I have a Gaggia Baby which is superb, but the portafilter handle (plastic bit) has snapped.

I can obtain appropriate spares, or a replacement from somewhere like this -- the handle looks the same as what I currently have

http://www.espressoparts.co.uk/gaggia.asp?img=119

However I came across Happy Donkey for the first time & found a portafilter at http://www.happydonkey.co.uk/hd5003-gaggia-classic-domestic-portafilter.html

which is described as a Gaggia classic portafilter, However I'm not clear

- if this is gaggia part of not

- what the meaning of "most talked about uprated portafilter" really means

Is it in fact the same portafilter as already on the baby (I have had mine ~3 years)

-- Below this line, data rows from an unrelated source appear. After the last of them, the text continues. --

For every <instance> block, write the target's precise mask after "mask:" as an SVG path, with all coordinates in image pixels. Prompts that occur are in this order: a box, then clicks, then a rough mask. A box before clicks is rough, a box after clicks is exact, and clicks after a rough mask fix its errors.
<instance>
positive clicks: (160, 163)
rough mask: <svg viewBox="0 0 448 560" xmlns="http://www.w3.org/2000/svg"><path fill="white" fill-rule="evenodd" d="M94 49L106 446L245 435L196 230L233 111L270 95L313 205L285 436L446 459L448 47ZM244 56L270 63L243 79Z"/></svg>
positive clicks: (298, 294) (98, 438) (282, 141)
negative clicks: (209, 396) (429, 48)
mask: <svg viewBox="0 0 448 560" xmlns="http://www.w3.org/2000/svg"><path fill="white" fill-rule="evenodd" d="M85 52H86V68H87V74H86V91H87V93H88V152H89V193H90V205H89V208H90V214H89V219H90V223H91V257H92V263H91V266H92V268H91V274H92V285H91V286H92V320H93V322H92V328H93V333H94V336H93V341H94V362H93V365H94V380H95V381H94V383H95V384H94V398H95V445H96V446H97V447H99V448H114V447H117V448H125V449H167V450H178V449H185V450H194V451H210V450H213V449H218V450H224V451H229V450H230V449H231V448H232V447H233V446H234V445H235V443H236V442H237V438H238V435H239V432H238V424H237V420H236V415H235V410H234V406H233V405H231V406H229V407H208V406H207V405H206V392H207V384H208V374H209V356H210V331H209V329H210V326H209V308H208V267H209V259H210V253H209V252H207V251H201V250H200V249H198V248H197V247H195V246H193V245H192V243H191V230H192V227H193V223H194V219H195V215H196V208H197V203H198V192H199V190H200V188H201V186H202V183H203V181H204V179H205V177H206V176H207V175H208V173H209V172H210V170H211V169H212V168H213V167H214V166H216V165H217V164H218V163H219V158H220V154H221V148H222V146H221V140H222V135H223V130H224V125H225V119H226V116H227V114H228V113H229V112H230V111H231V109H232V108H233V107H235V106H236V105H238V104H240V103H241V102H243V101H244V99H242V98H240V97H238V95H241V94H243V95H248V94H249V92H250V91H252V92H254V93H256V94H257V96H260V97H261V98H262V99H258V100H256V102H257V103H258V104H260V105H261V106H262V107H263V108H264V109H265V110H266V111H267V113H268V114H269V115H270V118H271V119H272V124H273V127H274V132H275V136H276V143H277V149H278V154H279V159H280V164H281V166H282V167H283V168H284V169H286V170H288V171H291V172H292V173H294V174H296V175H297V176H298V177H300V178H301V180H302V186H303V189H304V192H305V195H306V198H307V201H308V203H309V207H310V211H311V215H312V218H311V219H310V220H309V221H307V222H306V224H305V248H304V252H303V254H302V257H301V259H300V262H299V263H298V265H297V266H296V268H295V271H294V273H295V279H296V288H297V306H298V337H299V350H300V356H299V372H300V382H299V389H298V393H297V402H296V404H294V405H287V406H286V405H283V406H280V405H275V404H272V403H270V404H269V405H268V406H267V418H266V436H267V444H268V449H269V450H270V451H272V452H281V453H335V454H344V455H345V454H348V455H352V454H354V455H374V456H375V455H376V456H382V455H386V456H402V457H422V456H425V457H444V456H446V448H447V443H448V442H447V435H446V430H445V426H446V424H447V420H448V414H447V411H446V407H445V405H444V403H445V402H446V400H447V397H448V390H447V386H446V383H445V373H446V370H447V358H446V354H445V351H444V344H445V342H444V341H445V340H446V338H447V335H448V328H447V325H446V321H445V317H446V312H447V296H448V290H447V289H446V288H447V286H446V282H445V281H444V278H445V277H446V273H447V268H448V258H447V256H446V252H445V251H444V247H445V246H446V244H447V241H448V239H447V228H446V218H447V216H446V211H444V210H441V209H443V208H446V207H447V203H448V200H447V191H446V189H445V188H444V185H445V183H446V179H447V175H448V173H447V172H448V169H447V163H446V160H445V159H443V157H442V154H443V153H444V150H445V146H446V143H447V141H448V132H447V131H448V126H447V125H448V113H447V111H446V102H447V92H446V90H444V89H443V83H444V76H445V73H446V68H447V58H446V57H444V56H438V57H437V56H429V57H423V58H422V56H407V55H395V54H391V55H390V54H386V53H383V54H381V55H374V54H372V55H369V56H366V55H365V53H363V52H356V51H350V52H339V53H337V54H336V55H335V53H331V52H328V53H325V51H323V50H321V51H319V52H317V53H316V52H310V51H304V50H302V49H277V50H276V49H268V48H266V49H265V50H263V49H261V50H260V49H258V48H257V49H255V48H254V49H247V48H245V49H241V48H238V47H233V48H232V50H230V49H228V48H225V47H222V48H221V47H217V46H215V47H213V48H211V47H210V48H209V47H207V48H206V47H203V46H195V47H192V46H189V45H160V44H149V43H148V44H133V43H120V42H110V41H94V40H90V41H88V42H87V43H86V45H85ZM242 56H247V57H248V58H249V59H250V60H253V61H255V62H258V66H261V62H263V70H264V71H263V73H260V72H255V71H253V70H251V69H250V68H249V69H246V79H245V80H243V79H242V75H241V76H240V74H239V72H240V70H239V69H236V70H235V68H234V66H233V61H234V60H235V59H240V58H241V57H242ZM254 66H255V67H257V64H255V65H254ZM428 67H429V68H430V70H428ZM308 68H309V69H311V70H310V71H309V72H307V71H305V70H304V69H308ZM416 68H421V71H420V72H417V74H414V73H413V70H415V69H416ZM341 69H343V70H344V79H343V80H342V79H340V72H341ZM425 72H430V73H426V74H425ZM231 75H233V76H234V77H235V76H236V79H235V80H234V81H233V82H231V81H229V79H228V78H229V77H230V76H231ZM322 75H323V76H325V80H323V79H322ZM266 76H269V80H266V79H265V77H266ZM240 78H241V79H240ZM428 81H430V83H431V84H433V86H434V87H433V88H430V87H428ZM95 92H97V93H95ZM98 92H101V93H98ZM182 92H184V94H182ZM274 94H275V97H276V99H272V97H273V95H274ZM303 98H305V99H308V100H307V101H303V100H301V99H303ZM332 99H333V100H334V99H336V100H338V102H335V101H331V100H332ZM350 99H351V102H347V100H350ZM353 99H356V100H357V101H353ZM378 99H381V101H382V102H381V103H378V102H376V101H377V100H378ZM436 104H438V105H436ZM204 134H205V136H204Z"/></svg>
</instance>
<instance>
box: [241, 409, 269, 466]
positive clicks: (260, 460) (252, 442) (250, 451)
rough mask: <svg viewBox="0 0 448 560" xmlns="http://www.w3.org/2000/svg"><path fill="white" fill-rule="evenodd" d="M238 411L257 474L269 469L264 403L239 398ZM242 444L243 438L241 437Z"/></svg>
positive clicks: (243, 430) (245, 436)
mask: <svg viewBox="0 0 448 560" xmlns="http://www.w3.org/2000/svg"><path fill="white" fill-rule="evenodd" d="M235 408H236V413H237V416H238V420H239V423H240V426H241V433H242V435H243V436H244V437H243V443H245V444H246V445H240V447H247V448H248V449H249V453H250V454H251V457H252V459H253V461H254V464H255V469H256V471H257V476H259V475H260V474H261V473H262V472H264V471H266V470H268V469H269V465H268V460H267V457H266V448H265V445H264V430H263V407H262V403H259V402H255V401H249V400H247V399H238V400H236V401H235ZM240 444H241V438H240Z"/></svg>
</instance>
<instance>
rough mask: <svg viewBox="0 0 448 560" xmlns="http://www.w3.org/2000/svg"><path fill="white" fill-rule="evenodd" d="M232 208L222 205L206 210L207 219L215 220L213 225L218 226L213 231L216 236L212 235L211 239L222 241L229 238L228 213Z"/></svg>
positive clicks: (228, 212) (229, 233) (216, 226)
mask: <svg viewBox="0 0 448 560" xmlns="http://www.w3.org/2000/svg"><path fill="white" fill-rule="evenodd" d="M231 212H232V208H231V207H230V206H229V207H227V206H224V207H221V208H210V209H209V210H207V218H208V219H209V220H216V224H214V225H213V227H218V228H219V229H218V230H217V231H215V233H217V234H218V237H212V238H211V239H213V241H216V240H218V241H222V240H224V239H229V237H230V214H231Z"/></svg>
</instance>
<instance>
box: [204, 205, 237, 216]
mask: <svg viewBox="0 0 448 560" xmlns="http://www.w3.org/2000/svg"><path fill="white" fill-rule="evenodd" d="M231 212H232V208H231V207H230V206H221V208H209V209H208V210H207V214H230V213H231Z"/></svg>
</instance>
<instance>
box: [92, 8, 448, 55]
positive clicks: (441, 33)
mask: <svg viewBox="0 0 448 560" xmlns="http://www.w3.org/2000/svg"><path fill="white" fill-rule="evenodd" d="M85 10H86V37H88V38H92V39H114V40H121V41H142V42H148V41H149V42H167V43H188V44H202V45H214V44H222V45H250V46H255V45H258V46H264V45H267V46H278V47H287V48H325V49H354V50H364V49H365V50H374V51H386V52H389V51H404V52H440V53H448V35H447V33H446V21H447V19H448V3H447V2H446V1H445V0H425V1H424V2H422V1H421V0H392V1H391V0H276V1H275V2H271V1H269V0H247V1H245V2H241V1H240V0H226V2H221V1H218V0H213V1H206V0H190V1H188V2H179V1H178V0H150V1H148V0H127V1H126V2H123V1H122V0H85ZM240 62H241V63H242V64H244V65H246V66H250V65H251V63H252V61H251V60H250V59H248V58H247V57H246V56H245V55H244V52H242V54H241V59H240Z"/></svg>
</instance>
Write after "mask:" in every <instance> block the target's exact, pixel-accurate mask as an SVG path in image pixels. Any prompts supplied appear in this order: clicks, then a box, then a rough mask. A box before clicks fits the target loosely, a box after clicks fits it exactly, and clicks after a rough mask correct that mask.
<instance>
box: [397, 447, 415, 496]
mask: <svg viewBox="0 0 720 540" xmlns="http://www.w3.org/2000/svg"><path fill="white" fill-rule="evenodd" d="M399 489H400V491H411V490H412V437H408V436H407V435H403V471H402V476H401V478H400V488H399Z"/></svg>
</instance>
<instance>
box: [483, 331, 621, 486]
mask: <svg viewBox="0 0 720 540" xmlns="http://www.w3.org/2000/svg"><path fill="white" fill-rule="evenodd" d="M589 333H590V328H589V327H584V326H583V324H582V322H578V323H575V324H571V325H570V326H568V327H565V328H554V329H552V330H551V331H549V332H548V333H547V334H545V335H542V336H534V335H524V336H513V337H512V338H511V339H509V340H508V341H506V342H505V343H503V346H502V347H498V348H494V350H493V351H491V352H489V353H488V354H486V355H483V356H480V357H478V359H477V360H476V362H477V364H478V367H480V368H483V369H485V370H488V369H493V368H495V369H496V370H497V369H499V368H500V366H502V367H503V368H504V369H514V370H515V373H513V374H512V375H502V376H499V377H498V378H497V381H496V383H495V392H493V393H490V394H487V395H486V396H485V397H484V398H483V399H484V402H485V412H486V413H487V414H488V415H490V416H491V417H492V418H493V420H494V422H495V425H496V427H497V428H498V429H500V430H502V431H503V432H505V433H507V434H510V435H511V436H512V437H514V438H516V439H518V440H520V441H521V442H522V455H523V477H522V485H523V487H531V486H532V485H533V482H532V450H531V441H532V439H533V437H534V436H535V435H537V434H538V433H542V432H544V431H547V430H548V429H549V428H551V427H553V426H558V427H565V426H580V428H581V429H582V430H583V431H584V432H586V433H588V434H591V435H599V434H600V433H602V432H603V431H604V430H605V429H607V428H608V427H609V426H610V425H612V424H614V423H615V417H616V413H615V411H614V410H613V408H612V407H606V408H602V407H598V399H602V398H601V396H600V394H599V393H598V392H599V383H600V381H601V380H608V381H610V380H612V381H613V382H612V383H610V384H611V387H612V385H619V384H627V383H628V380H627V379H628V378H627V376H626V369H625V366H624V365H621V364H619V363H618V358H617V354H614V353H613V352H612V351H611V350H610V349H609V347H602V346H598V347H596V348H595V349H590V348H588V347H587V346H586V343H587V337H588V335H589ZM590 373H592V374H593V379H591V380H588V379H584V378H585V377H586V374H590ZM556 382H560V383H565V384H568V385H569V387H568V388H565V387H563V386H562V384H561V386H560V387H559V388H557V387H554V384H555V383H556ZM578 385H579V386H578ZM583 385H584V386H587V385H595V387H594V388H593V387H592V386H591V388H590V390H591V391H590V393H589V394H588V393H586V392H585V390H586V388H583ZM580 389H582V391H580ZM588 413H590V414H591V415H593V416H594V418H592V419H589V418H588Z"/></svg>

And disappointingly 2 emails to Happy Donkey have not been replied to, despite the first being sent around 2 weeks ago.

Is happy donkey still trading?

What's their CS like

Can anyone comment on the difference in portafilters?

I also found "espressoparts.co.uk" who have the part dialgrams, but I'm unsure which portafilter(s) is/are appropriate for the Baby.


----------



## gaggiamanualservice.com (Dec 22, 2009)

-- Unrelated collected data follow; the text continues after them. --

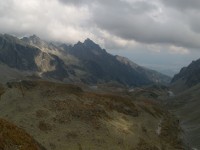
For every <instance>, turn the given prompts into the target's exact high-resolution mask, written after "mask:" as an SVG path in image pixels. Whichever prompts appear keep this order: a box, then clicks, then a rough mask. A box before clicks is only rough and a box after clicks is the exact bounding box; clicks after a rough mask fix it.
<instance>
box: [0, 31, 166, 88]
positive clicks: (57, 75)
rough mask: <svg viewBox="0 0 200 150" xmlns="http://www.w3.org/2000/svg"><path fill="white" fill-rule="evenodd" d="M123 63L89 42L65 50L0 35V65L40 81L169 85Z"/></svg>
mask: <svg viewBox="0 0 200 150" xmlns="http://www.w3.org/2000/svg"><path fill="white" fill-rule="evenodd" d="M122 58H123V59H122ZM125 59H126V58H124V57H120V56H113V55H111V54H109V53H107V52H106V50H104V49H102V48H101V47H100V46H99V45H98V44H96V43H94V42H93V41H92V40H90V39H86V40H85V41H84V42H83V43H81V42H78V43H77V44H75V45H73V46H68V45H66V44H53V43H49V42H46V41H44V40H41V39H40V38H39V37H37V36H36V35H33V36H30V37H24V38H22V39H18V38H16V37H13V36H11V35H7V34H4V35H0V63H2V64H3V65H7V66H8V67H10V68H15V69H18V70H20V71H26V72H30V73H33V74H35V75H38V76H39V77H41V78H46V79H53V80H59V81H64V82H73V83H74V82H76V83H86V84H101V83H112V82H117V83H119V84H122V85H125V86H142V85H148V84H153V83H163V84H167V83H169V80H170V78H169V77H167V76H165V75H162V74H160V73H158V72H156V71H153V70H149V69H146V68H143V67H141V66H139V65H137V64H135V66H137V67H134V66H133V64H134V63H133V62H131V61H130V60H128V61H127V60H126V61H125ZM127 62H128V63H127Z"/></svg>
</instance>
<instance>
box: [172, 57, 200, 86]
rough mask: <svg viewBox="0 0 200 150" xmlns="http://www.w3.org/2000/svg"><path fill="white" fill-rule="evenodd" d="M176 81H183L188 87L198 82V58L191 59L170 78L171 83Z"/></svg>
mask: <svg viewBox="0 0 200 150" xmlns="http://www.w3.org/2000/svg"><path fill="white" fill-rule="evenodd" d="M177 81H183V82H184V84H185V85H186V86H189V87H190V86H193V85H196V84H198V83H200V59H198V60H196V61H192V63H191V64H190V65H189V66H187V67H183V68H182V69H181V70H180V72H179V73H178V74H176V75H175V76H174V77H173V79H172V83H175V82H177Z"/></svg>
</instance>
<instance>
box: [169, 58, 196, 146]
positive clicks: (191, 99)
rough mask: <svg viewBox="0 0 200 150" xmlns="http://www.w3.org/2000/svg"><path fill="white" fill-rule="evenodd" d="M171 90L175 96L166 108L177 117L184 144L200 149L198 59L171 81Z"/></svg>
mask: <svg viewBox="0 0 200 150" xmlns="http://www.w3.org/2000/svg"><path fill="white" fill-rule="evenodd" d="M171 88H172V90H173V91H174V92H175V96H174V97H172V98H171V99H169V100H168V107H169V108H170V109H171V110H173V112H174V113H175V114H176V115H177V116H178V117H179V119H180V122H181V125H182V127H183V129H184V131H185V138H186V142H187V143H188V144H190V146H191V147H193V148H194V149H200V144H199V141H200V138H199V136H200V134H199V133H200V125H199V124H200V119H199V115H200V110H199V105H200V59H198V60H196V61H193V62H192V63H191V64H190V65H188V66H187V67H184V68H182V69H181V71H180V72H179V73H178V74H177V75H175V76H174V78H173V79H172V86H171Z"/></svg>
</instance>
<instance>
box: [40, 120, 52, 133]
mask: <svg viewBox="0 0 200 150" xmlns="http://www.w3.org/2000/svg"><path fill="white" fill-rule="evenodd" d="M38 128H39V129H40V130H41V131H44V132H48V131H51V130H52V126H51V125H50V124H48V123H46V122H45V121H40V122H39V124H38Z"/></svg>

hi, the handle on the happy donky link is the "old style one" were you to buy from gaggia direct you would get the ne shape, the oval end cap, do you have the "oval" or "half moon" end cap ? regards mark


----------



## Glenn (Jun 14, 2008)

The Gaggia portafilters are pretty universal amongst Gaggia machines.

I often use the one that came with my Gaggia Classic with other models when training.

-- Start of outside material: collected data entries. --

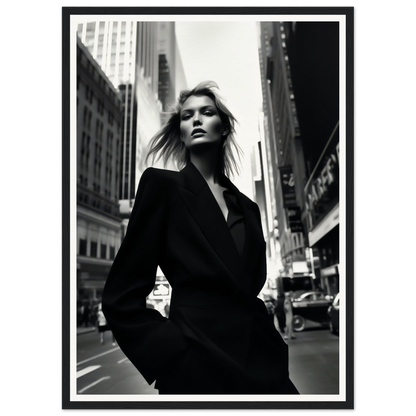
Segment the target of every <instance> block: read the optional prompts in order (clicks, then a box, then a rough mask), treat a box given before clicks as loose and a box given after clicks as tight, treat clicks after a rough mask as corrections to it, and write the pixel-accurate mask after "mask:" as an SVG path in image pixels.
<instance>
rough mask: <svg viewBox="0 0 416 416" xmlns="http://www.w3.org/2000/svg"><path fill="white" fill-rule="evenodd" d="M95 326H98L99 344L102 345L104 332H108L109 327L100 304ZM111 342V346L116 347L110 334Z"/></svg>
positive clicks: (103, 340)
mask: <svg viewBox="0 0 416 416" xmlns="http://www.w3.org/2000/svg"><path fill="white" fill-rule="evenodd" d="M97 324H98V333H99V334H100V342H101V344H104V333H105V332H106V331H110V327H109V326H108V324H107V320H106V319H105V316H104V313H103V310H102V304H101V303H100V304H99V305H98V311H97ZM112 340H113V345H116V340H115V338H114V335H113V334H112Z"/></svg>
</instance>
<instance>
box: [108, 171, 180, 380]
mask: <svg viewBox="0 0 416 416" xmlns="http://www.w3.org/2000/svg"><path fill="white" fill-rule="evenodd" d="M161 179H163V178H161V177H160V171H158V170H156V169H153V168H149V169H147V170H146V171H145V172H144V173H143V175H142V178H141V180H140V184H139V188H138V191H137V194H136V200H135V204H134V207H133V210H132V213H131V217H130V221H129V225H128V228H127V232H126V236H125V237H124V240H123V242H122V244H121V247H120V249H119V251H118V253H117V256H116V258H115V260H114V262H113V265H112V267H111V270H110V273H109V275H108V278H107V281H106V284H105V287H104V291H103V299H102V309H103V312H104V315H105V316H106V319H107V322H108V325H109V326H110V328H111V330H112V332H113V334H114V336H115V338H116V340H117V342H118V344H119V346H120V348H121V349H122V350H123V352H124V353H125V354H126V356H127V357H128V358H129V359H130V361H131V362H132V363H133V364H134V365H135V366H136V368H137V369H138V370H139V371H140V373H141V374H142V376H143V377H144V378H145V379H146V381H147V382H148V383H149V384H151V383H152V382H153V381H154V380H155V379H156V378H158V375H159V374H160V373H162V372H163V369H164V368H165V366H166V365H168V364H169V362H171V361H172V360H174V359H175V356H177V355H180V354H181V353H183V352H184V351H185V350H186V349H187V346H188V341H187V340H186V338H185V336H184V335H183V334H182V332H181V331H180V329H179V328H178V327H177V326H175V324H174V323H173V322H172V321H170V320H169V319H167V318H165V317H163V316H162V315H161V314H160V313H159V312H158V311H156V310H154V309H147V308H146V297H147V296H148V295H149V293H150V292H151V290H152V289H153V287H154V284H155V279H156V270H157V266H158V254H159V253H160V249H161V247H162V245H163V231H164V229H165V227H166V219H167V211H168V202H167V201H168V200H167V194H168V193H167V190H166V189H165V188H167V185H166V181H163V180H161Z"/></svg>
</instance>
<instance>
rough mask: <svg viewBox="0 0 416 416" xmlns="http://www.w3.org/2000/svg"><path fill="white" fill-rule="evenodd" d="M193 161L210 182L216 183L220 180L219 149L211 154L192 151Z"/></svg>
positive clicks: (191, 156) (211, 184)
mask: <svg viewBox="0 0 416 416" xmlns="http://www.w3.org/2000/svg"><path fill="white" fill-rule="evenodd" d="M190 156H191V162H192V164H193V165H194V166H195V167H196V168H197V169H198V170H199V172H200V173H201V175H202V176H203V177H204V179H205V180H206V181H207V183H208V184H211V185H213V184H216V183H218V182H219V180H220V176H221V172H220V166H219V158H218V151H216V152H213V154H211V155H209V154H207V153H204V154H201V155H199V154H195V153H191V155H190Z"/></svg>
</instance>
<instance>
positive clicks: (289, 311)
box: [283, 294, 296, 339]
mask: <svg viewBox="0 0 416 416" xmlns="http://www.w3.org/2000/svg"><path fill="white" fill-rule="evenodd" d="M283 309H284V311H285V317H286V328H285V335H284V337H283V338H284V339H296V337H295V336H294V335H293V307H292V300H291V297H290V294H288V295H287V296H286V297H285V300H284V303H283Z"/></svg>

The old style are better built in my opinion (thicker and retain heat better)

Happy Donkey customer service is generally excellent.

I'd be inclined to call them to check stock and to see why the email has not been responded to.


----------



## planetf1 (Feb 7, 2010)

The existing portafilter handle as a near-semi-circle at the end, so it sounds like the "new" version.


----------



## BanishInstant (Oct 12, 2009)

I found emails to Happy Donkey could disappear into a black hole. Give them a call and they are very friendly.


----------